Elastic computing results in overall IT cost savings, reduces dependence on human capital, and minimizes infrastructure costs. Elasticity ensures that your company doesn’t end up paying for idle resources or investing in unnecessary additional resources. It balances the load by efficiently deploying the actual amount of resources required. As such, there is neither over-provisioning (allocating additional resources) nor under-provisioning (allocating lesser resources). Over-provisioning leads to higher expenditure for the service provider. On the other hand, under-provisioning results in an unpleasant service experience for customers.

Comparison of Static Capacity With Cloud Elasticity

It is also important to note that elastic cloud service will notify you when you need more resources and also allows you to release them when you no longer require the extra capacity. Just like an elastic band, you can stretch it as much as you want and release it when you need to. This sensitivity makes elastic computing truly smart and exceptional. 

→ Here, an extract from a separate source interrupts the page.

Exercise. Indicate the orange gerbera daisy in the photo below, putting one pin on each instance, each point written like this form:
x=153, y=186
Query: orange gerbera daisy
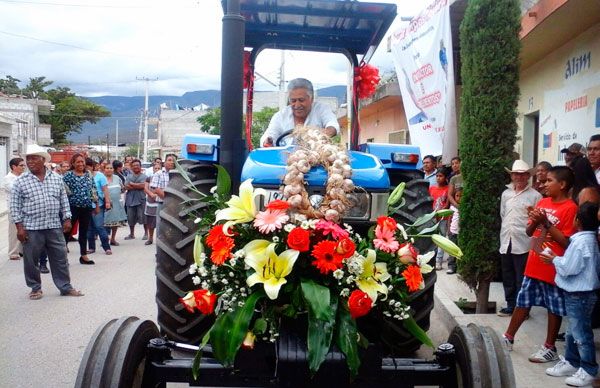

The elasticity process should happen promptly, almost in a flash. Delays in scaling up could lead to overloading and outages, whereas delays in scaling down could lead to your servers remaining idle, which would result in unnecessary cloud expenses.

Benefits of elastic computing

Elastic computing is witnessing innovations at an increasingly rapid pace and is driving digital transformation across the IT sector. Let’s look at the benefits of elastic computing and its effects on organizations today.

1. Pay-per-use feature 

The compelling pay-for-what-you-use feature of elastic cloud computing is one of the main reasons for its growing popularity and massive adoption rate. What separates elastic computing from on-premise computing is that you pay only for the resources you’re using, not a penny more. This is unlike on-premise computing, where you keep paying the same amount no matter how many resources you use. This helps organizations save a significant amount that was previously being unnecessarily spent on idle resources. 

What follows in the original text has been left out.